SnapshotA pre-computed analytics payload stored as JSON in crm_analytics_snapshots, keyed by MD5(startDate|endDate|localeIds).
Dirty detectionThe sync strategy that finds records changed since the last watermark by checking created_at timestamps across all related tables.
Rolling refreshAn additional sync pass that re-fetches the 10,000 oldest rows (by synced_at) to catch changes that do not produce a new timestamp (e.g., salesman reassignment).
Cutoff dateCRM_ANALYTICS_CUTOFF_DATE (2025-01-01). Applied only during the cron's discovery phase to avoid mass-importing historical records. It is not applied when refreshing rows already in the table, nor by the cleanup step, nor by upsertCrmAnalyticsLead. This means a pre-2025 client that receives a new activity via the UI will be inserted and kept permanently in the materialized table.
Lead ScoreA 0–10 quality score computed from 6 boolean criteria. Criteria differ for prospects vs clients.
closing_daysDays elapsed from first follow-up activity to the first note with stage_name = 'won'. Only set when both dates are known.

Data Flow

Analytics Request Flow

Materialized Table Sync Pipeline

The live upsert path (triggered from controllers when a note is saved) always uses bypassCutoff: true, so a pre-2025 client that receives a new activity is immediately inserted into crm_analytics_leads.

Snapshot Pre-computation

ETL: How Rows Enter crm_analytics_leads

The ETL is performed by two denormalizer functions that run inside the sync job. Both write to the same flat table via INSERT … ON DUPLICATE KEY UPDATE on (record_id, record_type).

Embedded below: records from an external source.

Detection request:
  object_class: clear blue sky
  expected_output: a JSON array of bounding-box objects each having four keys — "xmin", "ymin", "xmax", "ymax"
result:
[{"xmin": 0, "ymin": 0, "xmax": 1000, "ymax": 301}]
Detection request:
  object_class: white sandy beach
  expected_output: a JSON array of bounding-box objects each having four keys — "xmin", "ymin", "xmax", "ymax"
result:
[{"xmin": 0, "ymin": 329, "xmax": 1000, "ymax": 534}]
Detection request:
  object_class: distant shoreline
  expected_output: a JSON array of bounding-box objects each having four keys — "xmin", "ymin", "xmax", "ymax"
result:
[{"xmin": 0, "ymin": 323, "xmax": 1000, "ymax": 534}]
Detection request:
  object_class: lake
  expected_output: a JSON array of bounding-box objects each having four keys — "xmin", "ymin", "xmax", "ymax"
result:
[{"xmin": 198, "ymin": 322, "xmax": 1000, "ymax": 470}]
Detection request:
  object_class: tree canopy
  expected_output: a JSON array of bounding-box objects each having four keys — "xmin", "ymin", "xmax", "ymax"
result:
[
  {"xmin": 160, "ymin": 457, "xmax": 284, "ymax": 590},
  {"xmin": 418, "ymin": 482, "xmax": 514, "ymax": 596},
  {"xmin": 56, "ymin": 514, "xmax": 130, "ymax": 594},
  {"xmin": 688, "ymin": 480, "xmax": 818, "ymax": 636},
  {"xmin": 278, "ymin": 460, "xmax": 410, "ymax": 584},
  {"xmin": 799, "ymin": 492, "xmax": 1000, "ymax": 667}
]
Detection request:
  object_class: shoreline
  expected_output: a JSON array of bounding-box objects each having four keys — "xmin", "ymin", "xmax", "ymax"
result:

There are two entry paths:

PathWhenCutoff applied?
Cron — new IDsA company/prospect not yet in the table is detected as dirtyYes (created_at >= 2025-01-01)
Cron — existing IDsA row already in the table is detected as dirty or picked by the rolling refreshNo (bypassed)
Live upsert (upsertCrmAnalyticsLead)A controller saves or updates a follow-up noteNo (bypassed)

This design means a client created before 2025 is never imported in bulk by the cron, but is inserted the moment a user registers a new activity in the UI — and stays in the table indefinitely because the cleanup step only removes records that are soft-deleted, have status = 0, or have no follow_up_id.

Companies (record_type = 'company')

Source: companies c filtered by c.follow_up_id IS NOT NULL AND c.status != 0 AND cfs.source = 'company'.

Joined TableJoin ConditionFields Extracted
users u_salu_sal.id = c.salesmanexecutive_id, executive_name (fallback 'N/A')
locales ll.id = c.locale_idlocale_rate (fallback 1)
catalog_follow_up_statuses cfscfs.id = c.follow_up_idstage_name, stage_color
catalog_follow_up_statuses cfs_pcfs_p.id = cfs.parent_idparent stage wins: IFNULL(cfs_p.name, cfs.name)
company_monthly_tiers cmtcmt.company_id = c.id GROUPtier_value = MAX(total_shipments)
follow_up_data fudfud.company_id = c.idaccount_value, monthly_shipments, content_id
catalog_suggestions_package_content cspccspc.id = fud.content_idproduct_tag = translation_tag
follow_up_comments fuc_firstfuc_first.company_id = c.id GROUPfirst_activity_at = MIN(created_at)
follow_up_comments fuc_wonjoined with cfs_w.name = 'won' GROUPwon_at = MIN(created_at)
EXISTS(shipments s)s.company_id = c.id AND s.canceled = 0has_shipment (0 or 1)
EXISTS(payment_history ph)ph.company_id = c.idhas_recharge (0 or 1)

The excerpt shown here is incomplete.